Supreme Court, Appellate Division, First Department, New York.
Jun 23, 2015
129 A.D.3d 568 (N.Y. App. Div. 2015)

Summary

building owner not liable for acts of independent contractor

Summary of this case from Charter Oak Fire Ins. Co. v. Zurich Am. Ins. Co.

Opinion

2015-06-23

Everton NELSON, Plaintiff–Appellant, v. E&M 2710 CLARENDON LLC, et al., Defendants–Respondents.

Law Office of Nicole R. Kilburg, New York (Nicole R. Kilburg of counsel), for appellant. Gannon, Rosenfarb & Drossman, New York (Lisa L. Gokhulsingh of counsel), for E&M 2710 Clarendon LLC, respondent.



Law Office of Nicole R. Kilburg, New York (Nicole R. Kilburg of counsel), for appellant. Gannon, Rosenfarb & Drossman, New York (Lisa L. Gokhulsingh of counsel), for E&M 2710 Clarendon LLC, respondent.
Ahmuty, Demers & McManus, Albertson (Glenn A. Kaminska of counsel), for Ferhati, LLC, respondent.

SWEENY, J.P., RENWICK, ANDRIAS, MOSKOWITZ, GISCHE, JJ.

Order, Supreme Court, Bronx County (Norma Ruiz, J.), entered December 19, 2013, which granted defendants' motions for summary judgment dismissing the complaint and cross claims against them, and denied plaintiff's cross motion to amend the complaint to assert a cause of action under Labor Law § 240(1), unanimously affirmed, without costs.

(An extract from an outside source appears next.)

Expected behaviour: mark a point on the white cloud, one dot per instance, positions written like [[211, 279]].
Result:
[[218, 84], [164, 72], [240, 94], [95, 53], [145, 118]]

After a fire in a mixed-use building, defendant Ferhati, LLC was retained on behalf of the owner, defendant E&M 2710 Clarendon LLC (E&M), to perform clean-up services. E&M also agreed to let a salvager, whom its plumber had used to remove an item from the building during boiler repairs, and whom its principal recognized from church, take certain items. The salvager was permitted to walk through the residential portion of the building and mark the items that he wanted. However, according to E&M, Ferhati was supposed to bring the items outside.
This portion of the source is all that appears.